A ansiedade pode ser sutil. Nem sempre vem como uma crise evidente. Em muitos casos, ela se mantém como um fundo constante.

Você pode perceber isso quando há uma sensação contínua de urgência, mesmo sem motivo claro, o corpo parece sempre em estado de alerta, descansar gera culpa ou inquietação, a mente não desacelera, mesmo nos momentos de pausa ou quando pequenas situações provocam reações desproporcionais.

Com o tempo, esse estado vai se tornando familiar. E, justamente por isso, muitas mulheres deixam de reconhecer que estão ansiosas.

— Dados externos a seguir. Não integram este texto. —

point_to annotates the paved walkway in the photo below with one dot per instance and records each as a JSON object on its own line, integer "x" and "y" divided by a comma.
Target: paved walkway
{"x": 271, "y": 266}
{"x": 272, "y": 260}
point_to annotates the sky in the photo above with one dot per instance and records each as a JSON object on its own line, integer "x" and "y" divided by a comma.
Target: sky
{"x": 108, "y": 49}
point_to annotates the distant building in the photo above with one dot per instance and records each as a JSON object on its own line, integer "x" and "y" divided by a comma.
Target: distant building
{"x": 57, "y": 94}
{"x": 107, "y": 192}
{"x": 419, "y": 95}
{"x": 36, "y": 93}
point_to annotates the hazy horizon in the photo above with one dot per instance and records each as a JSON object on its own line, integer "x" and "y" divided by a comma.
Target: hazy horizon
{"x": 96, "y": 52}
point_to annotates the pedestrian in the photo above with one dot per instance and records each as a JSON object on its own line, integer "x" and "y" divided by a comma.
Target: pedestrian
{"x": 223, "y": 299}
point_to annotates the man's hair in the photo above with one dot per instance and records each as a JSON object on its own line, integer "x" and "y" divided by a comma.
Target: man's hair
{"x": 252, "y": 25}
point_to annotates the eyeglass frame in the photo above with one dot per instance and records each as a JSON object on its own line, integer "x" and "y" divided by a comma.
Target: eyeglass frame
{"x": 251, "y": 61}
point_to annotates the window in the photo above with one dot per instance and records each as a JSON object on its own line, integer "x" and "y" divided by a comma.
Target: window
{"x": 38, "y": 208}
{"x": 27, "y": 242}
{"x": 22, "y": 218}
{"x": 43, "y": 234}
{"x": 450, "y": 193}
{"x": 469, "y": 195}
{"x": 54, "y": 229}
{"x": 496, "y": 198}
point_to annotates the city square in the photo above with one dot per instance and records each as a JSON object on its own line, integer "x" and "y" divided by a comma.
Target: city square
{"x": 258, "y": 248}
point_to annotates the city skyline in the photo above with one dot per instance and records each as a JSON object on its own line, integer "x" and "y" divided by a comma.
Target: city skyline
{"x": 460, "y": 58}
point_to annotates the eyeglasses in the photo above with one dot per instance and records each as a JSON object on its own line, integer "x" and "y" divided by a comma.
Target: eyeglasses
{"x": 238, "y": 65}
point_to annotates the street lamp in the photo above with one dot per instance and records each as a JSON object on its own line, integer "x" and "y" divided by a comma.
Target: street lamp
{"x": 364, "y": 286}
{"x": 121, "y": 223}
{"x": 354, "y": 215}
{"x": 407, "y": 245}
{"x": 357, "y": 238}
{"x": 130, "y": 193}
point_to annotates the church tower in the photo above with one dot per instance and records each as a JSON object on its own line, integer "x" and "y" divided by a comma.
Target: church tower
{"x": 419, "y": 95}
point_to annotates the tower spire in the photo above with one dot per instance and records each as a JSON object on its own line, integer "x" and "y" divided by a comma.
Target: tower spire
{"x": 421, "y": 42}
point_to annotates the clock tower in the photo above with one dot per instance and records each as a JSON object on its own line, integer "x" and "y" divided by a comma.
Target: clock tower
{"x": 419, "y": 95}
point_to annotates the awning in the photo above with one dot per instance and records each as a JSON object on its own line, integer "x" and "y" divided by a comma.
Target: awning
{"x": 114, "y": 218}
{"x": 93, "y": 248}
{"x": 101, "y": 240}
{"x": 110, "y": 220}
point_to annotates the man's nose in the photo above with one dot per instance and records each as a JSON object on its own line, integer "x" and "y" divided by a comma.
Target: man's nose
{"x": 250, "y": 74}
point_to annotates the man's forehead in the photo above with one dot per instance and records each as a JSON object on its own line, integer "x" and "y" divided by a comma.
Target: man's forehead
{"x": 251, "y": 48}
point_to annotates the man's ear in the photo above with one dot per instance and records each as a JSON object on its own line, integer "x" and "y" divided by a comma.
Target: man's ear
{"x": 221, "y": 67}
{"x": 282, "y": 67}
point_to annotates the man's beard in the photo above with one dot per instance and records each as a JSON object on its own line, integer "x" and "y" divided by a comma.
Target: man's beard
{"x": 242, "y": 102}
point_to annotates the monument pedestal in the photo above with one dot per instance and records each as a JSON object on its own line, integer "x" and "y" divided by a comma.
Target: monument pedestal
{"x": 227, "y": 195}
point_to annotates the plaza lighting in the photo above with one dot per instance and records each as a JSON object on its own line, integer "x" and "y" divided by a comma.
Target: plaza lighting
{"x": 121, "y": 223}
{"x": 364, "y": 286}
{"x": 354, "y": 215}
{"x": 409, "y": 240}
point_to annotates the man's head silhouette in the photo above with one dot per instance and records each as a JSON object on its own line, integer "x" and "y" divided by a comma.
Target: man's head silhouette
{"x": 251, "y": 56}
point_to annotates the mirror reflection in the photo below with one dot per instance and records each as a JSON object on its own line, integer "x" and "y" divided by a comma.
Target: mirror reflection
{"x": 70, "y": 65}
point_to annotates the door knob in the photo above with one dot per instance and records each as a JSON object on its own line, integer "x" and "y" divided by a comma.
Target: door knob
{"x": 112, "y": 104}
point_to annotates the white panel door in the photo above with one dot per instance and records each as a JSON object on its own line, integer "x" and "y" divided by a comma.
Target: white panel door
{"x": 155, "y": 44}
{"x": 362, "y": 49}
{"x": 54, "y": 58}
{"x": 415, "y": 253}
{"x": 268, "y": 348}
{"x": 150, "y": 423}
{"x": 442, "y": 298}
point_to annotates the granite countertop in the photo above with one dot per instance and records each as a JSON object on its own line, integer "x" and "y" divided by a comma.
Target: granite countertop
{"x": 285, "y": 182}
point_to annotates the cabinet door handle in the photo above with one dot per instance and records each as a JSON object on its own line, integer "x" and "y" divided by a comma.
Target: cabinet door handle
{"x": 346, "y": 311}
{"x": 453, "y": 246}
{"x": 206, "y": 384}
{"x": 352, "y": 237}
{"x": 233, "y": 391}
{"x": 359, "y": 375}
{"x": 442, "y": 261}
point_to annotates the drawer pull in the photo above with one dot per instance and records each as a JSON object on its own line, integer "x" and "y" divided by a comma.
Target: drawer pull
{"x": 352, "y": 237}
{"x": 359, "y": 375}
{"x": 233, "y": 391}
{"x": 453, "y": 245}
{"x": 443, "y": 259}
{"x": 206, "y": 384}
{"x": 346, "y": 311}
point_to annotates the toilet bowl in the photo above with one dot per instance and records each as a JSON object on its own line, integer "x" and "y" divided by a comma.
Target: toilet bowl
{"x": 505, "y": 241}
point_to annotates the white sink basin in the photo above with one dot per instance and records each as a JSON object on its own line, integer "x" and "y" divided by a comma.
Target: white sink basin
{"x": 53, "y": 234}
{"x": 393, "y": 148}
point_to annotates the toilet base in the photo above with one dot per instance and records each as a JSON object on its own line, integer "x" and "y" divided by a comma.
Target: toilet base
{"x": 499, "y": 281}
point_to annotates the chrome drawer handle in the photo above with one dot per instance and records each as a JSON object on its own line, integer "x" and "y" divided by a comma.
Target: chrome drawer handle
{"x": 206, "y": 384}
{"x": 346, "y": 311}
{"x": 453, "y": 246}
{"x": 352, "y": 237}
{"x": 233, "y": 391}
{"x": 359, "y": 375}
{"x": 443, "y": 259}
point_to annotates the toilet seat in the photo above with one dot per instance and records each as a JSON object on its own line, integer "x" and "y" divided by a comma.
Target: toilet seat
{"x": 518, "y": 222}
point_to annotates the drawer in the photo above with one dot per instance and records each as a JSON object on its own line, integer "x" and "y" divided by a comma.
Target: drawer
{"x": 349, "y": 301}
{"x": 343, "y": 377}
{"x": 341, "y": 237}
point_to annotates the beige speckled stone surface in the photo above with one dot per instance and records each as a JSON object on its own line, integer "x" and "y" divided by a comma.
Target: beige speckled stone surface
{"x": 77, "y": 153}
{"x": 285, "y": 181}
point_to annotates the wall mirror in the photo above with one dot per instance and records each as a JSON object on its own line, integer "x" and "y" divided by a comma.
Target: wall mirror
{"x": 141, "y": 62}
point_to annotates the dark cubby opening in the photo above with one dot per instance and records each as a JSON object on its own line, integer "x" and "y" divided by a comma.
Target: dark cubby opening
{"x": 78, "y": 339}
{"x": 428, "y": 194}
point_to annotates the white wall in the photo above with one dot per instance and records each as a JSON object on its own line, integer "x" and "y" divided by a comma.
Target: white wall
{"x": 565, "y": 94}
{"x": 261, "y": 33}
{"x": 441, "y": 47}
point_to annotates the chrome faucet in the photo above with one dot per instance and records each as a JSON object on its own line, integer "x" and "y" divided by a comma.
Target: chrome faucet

O corpo se acostuma com o excesso. Mas isso não significa que ele não esteja pedindo algo diferente.




Se autorregular não significa eliminar a ansiedade ou controlar completamente o que se sente, mas sim desenvolver recursos internos para atravessar esses estados com mais presença e menos desgaste.

É um processo de aprender a voltar para si, em vez de tentar silenciar a ansiedade à força. A autorregulação propõe algo sutil: criar condições para que o corpo encontre um pouco mais de ritmo, de pausa e de sustentação.

Isso pode começar em gestos simples.


Cada pessoa encontra formas próprias de se regular, mas existem experiências que ajudam a reconectar corpo e presença de maneira acessível.


Meditação e respiração

Não precisa ser longa nem perfeita. Alguns minutos de atenção à respiração já podem criar um espaço diferente dentro do dia.

Perceber o ar entrando e saindo, sem tentar mudar nada, pode ajudar o corpo a sair do estado de alerta constante.

Trata-se de criar um ponto de ancoragem.


Escrita terapêutica

Escrever pode ser uma forma de dar contorno ao que está difuso.

Sem regras, sem necessidade de coerência, sem preocupação com forma. Apenas colocar no papel o que está atravessando você naquele momento.

A escrita ajuda a tirar a experiência do campo do excesso interno e colocá-la em movimento.


Experiências manuais

Atividades simples como desenhar, pintar, mexer com as mãos, organizar algo concreto podem ter um efeito regulador importante.

O gesto manual traz o corpo para o presente. Diminui o excesso de estímulo mental e cria uma sensação de continuidade e ritmo.

Não se trata de produzir algo bonito, mas de habitar o fazer.


Movimento e dança

O corpo que fica parado por muito tempo tende a acumular tensão.

Se movimentar, ainda que de forma simples, pode ajudar a liberar o que está preso. Dançar em casa, alongar-se, caminhar com mais presença.

O importante não é a técnica, mas o contato com o próprio corpo.


Momentos de contemplação

Parar alguns minutos para olhar o céu, observar uma planta, perceber o ambiente ao redor pode parecer pequeno, mas não é.

A contemplação interrompe o fluxo acelerado e cria uma pausa real.

É um exercício de presença que não exige desempenho.


Como começar, na prática


Você não precisa mudar tudo de uma vez.

Escolha uma dessas possibilidades e experimente incluí-la de forma simples no seu dia:

  • 5 minutos de respiração consciente

  • uma página de escrita livre

  • alguns minutos de movimento com música

  • um momento de pausa sem celular

  • um gesto manual, mesmo que breve


O mais importante é a constância, não a intensidade.

A autorregulação se constrói aos poucos, no cotidiano.


Esses caminhos ajudam a sustentar melhor os momentos de ansiedade, mas, em muitos casos, eles também abrem algo mais profundo.

À medida que você desacelera, começa a perceber sentimentos, conflitos e questões que antes estavam encobertos pela pressa.

A terapia é um espaço onde isso pode ser escutado com cuidado.

Um lugar onde a ansiedade não precisa ser controlada ou eliminada, mas compreendida. Onde você pode investigar o que está por trás desse estado constante de alerta e construir, aos poucos, uma relação diferente com o que sente.

Se você percebe que a ansiedade tem sido frequente ou difícil de sustentar sozinha, talvez seja o momento de ter esse espaço de escuta.

Você não precisa atravessar isso sozinha.